先日、約7か月の闘病生活の末、母が永眠いたしました。
短いような長いような、しかし色々な学びと共に人間の儚さと人生の意味について、改めて考える期間になりました。

noteでは音楽という視点で、追悼の意味も含めて母が好んだ昭和歌謡について記事を書きたいと思います。

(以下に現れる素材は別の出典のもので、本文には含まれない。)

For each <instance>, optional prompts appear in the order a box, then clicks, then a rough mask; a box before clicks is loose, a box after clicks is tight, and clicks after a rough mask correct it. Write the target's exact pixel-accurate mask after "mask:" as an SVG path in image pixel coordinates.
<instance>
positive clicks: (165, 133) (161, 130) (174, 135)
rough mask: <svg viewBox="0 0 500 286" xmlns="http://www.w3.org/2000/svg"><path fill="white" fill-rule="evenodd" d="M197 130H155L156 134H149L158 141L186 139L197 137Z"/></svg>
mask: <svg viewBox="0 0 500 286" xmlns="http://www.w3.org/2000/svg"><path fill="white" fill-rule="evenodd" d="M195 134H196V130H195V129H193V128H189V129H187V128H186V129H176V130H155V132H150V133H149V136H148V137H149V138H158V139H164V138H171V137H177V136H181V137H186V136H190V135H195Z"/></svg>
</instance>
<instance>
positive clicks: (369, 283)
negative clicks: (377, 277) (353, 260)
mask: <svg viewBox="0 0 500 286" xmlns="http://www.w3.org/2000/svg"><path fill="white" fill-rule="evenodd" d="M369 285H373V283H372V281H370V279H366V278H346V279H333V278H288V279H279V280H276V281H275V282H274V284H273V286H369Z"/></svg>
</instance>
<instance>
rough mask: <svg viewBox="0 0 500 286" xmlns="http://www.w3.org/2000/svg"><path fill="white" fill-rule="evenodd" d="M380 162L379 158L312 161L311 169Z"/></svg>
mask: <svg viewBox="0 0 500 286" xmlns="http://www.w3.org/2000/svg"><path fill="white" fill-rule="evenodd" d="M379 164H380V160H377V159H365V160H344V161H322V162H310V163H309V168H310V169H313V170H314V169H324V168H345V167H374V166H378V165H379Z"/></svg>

私が幼少の頃、家には安っぽいレコードプレーヤーがありました。
コンポーネントシステムではなく、本当にちゃっちいおもちゃみたいなものです。
両親はオーディオに興味はなかったということですね。
そして音楽もレコードを購入して聴いていたかというと、そんな記憶がありません。
情報源はテレビかラジオで、そこで歌を覚えていたのだと思います。

しかし母はカラオケが好きで、私が小学校低学年の頃に『8トラ』のカラオケシステムが実家にやってきました。
近所のママ友を呼んで賑やかにカラオケ大会をしていたのを覚えています。
そして、私は母にデュエット曲や昭和歌謡を聴かされることになります。
もちろん演歌もその中にあります。

私の音楽ルーツは昭和歌謡だと言えます。
ひとことで言うと、哀愁、ではないでしょうか。
短調(マイナーキー)の曲が多いですし、ムード歌謡には最適です。
そしてそれはジャーマン・メタルにも通じるところがあります。
いわゆる、ハーモニック・マイナーという、7度を半音上げた和声的短音階を使用した楽曲は、どこか日本的な懐かしさを感じさせます。

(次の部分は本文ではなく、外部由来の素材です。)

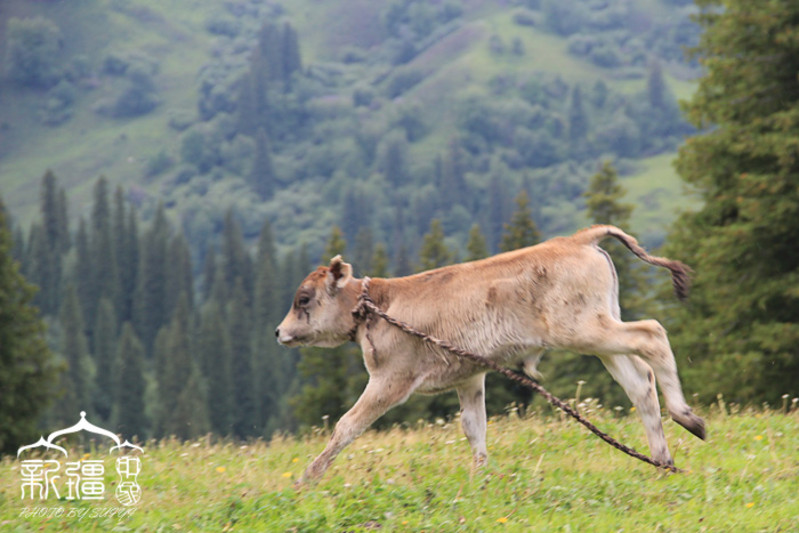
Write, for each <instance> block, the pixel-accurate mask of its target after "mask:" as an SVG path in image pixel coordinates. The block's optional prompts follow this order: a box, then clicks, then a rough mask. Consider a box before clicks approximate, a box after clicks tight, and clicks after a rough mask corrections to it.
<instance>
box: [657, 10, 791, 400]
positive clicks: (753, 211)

テレビの歌番組もまだまだ演歌は強かったですが、80年代にはアイドルが台頭し、必然的に私も影響を受け、次第に聴くようになっていきました。
ロックに目覚めるのはまだまだ先になります。

カラオケで今でも歌える昭和歌謡のレパートリーは、このような幼少期があったからです。

ロックや洋楽に出会ってからはこれらの曲を聴くことは無くなりましたが、歳をとってから歌ってみると、中々いいものだと思うようになりました。

現代ではポリコレ的にこれらの歌詞をどう感じるのか、気になるところもありますが、時代を反映しており、文化的に味わい深いものであることは確かです。

母は小林旭が好きでした。
入院生活の後半は、彼のDVDを病室でよく見せていました。
中でもこの曲はよく口ずさんでいました。

昭和歌謡が歌う世界感からは『一億総中流』『良妻賢母』『理想的な家族』『男の生きざま』『女は黙って俺についてこい』など、基本的にジェンダー的に今では受け入れられないという人もいるかもしれません。
しかし、私の親は団塊の世代であり、高度成長期という特殊な期間を生きた人たちです。当然ながらそこに幸せはあったし、不幸もあったでしょう。
それは今も昔も変わらないものです。
そこにあった幸せが現代の”常識”に合わないといって全否定しては文化は語れないですし、永遠に他者と分かりあうことなんてできないでしょう。

他者を知る、他者が生きた時代を知ることの先に、より良い社会が築かれるのだと思います。

私は母の生きた、高度成長期の昭和は希望に満ちた楽しい時代だったと感じていますし、母も幸せだったと思います。

母の葬儀のお別れの時間には『小林旭』メドレーを流しました。
その一曲目はやはり、こちらでした。

ありがとう、お母さん。
そしてゆっくりした後は、そちらの世界でカラオケを楽しんでください。